Sfotografują horyzont zdarzeń

| Astronomia/fizyka
Wally Pacholka, AstroPics.com

W kwietniu przyszłego roku astronomowie spróbują wykonać pierwsze w historii zdjęcie horyzontu zdarzeń czarnej dziury. Celem obserwacji Event Horizon Telescope (EHT) będzie Sagittarius A* znajdująca się w centrum Drogi Mlecznej. Wirtualny EHT działa od lat. To projekt łączący wiele urządzeń badawczych w jeden wielki teleskop. Dzięki technice zwanej interferometrią wielkobazową możliwe jest symulowanie pracy jednego gigantycznego teleskopu o rozdzielczości większej niż każde z fizycznych urządzeń wchodzących w jego skład.

W kwietniu przyszłego roku przez dwie kolejne noce Saggitarius A* będzie obserwowana jednocześnie przez osiem teleskopów, w tym Atacama Large Milimeter Array (ALMA) i South Pole Telescope.

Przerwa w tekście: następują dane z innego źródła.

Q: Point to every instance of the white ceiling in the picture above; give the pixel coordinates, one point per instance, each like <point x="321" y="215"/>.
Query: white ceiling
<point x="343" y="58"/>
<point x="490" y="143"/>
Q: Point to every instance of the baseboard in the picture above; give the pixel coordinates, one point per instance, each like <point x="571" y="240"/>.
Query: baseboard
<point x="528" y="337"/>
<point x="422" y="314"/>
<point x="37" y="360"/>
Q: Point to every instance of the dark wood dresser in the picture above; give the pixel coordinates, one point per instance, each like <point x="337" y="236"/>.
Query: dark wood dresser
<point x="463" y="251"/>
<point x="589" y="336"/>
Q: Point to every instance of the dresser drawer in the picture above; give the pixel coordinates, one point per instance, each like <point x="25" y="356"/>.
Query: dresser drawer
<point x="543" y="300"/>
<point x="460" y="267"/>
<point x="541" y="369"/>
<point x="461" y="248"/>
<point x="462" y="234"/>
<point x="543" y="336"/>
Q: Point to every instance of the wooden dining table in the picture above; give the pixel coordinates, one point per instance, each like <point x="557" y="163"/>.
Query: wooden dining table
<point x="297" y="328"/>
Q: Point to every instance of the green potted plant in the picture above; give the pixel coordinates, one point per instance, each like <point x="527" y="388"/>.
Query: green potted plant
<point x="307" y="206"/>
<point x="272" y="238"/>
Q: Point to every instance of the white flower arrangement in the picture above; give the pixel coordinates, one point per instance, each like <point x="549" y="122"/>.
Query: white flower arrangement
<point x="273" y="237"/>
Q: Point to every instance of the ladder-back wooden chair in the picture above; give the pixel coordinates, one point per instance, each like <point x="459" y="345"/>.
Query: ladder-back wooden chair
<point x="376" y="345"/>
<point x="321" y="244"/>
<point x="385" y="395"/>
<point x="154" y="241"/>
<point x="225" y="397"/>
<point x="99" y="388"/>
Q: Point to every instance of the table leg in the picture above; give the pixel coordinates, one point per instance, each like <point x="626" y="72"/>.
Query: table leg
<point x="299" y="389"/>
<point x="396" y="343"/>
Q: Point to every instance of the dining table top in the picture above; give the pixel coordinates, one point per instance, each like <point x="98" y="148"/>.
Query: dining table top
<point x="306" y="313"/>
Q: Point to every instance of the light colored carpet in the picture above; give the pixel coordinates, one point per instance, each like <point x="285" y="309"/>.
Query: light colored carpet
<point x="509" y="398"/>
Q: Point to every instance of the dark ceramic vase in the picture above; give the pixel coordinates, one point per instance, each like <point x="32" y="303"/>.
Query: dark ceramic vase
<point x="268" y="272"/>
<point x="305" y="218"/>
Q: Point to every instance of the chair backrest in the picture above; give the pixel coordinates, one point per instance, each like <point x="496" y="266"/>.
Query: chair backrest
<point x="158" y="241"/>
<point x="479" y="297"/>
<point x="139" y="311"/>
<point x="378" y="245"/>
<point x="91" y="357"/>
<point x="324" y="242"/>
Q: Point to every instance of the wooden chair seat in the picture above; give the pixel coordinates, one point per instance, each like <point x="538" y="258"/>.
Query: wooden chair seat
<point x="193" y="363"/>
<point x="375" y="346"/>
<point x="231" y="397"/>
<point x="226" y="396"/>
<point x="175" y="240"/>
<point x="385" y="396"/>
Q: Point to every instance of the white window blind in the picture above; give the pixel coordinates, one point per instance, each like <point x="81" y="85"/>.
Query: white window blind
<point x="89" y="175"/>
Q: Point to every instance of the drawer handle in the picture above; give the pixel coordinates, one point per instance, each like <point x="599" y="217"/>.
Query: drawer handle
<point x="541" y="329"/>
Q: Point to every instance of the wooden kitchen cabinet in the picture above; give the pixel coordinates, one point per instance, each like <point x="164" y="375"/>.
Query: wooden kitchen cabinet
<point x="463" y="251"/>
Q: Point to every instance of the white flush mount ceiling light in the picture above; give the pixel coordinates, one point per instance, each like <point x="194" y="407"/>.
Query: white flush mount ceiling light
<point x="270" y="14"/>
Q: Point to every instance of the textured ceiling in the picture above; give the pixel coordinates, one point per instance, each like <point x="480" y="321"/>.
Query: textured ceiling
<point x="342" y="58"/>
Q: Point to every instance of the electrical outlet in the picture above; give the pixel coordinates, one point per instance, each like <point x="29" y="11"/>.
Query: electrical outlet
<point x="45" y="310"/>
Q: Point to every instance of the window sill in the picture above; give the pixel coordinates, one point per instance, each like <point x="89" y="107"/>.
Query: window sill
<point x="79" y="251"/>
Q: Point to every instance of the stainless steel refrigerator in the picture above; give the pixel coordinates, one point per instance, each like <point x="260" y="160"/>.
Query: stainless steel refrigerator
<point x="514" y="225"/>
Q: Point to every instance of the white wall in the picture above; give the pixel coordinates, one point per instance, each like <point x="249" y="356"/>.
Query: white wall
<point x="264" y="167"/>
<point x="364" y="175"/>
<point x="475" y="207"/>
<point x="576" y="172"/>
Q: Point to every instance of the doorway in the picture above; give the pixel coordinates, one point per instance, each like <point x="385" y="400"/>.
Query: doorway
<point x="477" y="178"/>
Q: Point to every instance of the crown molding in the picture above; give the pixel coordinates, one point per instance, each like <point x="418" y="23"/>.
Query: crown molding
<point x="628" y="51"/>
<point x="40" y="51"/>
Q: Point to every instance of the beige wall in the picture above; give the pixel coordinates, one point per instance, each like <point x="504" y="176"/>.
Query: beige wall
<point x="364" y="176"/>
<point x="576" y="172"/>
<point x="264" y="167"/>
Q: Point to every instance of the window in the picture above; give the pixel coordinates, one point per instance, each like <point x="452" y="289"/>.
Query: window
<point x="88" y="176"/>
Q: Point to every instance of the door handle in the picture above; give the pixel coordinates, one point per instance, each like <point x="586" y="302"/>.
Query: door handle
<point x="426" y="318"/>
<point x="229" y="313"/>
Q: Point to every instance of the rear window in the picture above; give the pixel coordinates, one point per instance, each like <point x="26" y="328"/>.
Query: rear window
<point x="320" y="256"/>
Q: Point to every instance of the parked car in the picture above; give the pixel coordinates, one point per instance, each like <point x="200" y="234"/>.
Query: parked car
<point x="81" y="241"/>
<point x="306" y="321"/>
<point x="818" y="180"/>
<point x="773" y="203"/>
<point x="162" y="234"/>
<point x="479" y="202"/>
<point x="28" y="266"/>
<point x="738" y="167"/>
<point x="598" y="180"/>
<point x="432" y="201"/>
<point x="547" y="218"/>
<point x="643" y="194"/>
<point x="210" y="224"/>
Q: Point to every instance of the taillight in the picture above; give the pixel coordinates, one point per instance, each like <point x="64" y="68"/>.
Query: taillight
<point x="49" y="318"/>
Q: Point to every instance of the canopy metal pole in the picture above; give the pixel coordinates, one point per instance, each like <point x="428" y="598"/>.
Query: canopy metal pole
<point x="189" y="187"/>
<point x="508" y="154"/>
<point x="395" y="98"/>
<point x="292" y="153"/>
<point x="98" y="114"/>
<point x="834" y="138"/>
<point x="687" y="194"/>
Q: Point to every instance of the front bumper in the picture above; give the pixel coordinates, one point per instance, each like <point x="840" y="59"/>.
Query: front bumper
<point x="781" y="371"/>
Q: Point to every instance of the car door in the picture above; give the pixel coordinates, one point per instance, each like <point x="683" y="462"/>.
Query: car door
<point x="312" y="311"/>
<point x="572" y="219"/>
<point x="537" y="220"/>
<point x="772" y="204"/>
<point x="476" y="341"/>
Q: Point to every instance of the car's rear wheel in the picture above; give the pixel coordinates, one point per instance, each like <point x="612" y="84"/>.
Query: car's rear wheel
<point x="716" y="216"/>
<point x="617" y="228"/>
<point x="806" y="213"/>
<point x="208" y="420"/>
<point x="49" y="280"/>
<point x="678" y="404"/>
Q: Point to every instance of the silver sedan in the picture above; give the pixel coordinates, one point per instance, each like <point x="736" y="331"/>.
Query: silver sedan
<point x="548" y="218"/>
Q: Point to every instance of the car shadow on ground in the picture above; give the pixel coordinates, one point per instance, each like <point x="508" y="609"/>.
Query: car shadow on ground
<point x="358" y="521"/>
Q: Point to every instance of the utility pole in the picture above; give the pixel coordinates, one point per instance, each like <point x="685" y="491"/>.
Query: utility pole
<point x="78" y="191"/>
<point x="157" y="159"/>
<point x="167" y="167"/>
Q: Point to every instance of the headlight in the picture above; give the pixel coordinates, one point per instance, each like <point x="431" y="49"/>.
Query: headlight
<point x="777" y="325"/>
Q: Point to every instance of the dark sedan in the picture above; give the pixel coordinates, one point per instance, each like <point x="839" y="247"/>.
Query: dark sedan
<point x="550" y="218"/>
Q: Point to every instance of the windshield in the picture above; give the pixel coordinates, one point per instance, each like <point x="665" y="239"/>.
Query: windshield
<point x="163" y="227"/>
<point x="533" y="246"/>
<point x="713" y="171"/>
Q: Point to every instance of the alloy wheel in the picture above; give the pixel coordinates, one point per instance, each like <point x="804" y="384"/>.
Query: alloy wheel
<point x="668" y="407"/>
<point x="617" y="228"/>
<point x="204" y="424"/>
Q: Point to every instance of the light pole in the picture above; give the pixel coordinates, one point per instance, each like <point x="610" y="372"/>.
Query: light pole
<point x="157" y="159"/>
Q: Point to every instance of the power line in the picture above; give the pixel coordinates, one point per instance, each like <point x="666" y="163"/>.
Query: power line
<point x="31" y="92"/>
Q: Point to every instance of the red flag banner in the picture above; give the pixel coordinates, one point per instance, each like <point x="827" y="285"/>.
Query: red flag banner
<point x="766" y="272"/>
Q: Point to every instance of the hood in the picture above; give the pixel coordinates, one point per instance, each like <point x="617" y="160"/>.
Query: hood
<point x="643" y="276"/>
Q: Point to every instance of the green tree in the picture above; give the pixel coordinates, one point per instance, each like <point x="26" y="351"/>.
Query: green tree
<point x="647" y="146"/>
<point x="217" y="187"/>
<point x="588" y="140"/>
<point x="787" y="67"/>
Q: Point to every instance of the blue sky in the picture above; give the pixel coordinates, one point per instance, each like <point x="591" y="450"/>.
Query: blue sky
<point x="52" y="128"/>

Rozdzielczość EHT jest na tyle duża, że specjaliści powinni być w stanie dostrzec 'cień', jaki czarna dziura rzuca na jasną emisję w pobliżu horyzontu zdarzeń.

Nawet jeśli obserwacje się powiodą i uzyskamy w końcu obraz o dobrej rozdzielczości, to nie zobaczymy go przez wiele miesięcy. Filtrowanie, analiza i opracowanie danych z urządzeń wchodzących w skład EHT będzie długotrwałym, trudnym procesem.

EHT dopiero niedawno zyskał rozdzielczość na tyle dużą, że specjaliści mogą myśleć o zaobserwowaniu horyzontu zdarzeń. Jest to możliwe dzięki temu, że projekt otrzymał czas obserwacyjny w ALMA. Dzięki temu czułość EHT wzrosła 10-krotnie.
Opisany powyżej projekt wymaga jeszcze wielu poważnych przygotowań. Zanim zaczną się obserwacje konieczne jest zainstalowanie nowego czujnika w Large Milimeter Telescope w Meksyku. Obecnie teleskop ten nie może pracować z falami o długości 1,3 milimetra, w której pracują inne teleskopy EHT. W grudniu naukowcy wybierają się do South Pole Telescope, gdzie również zostanie zamontowany nowy odbiornik.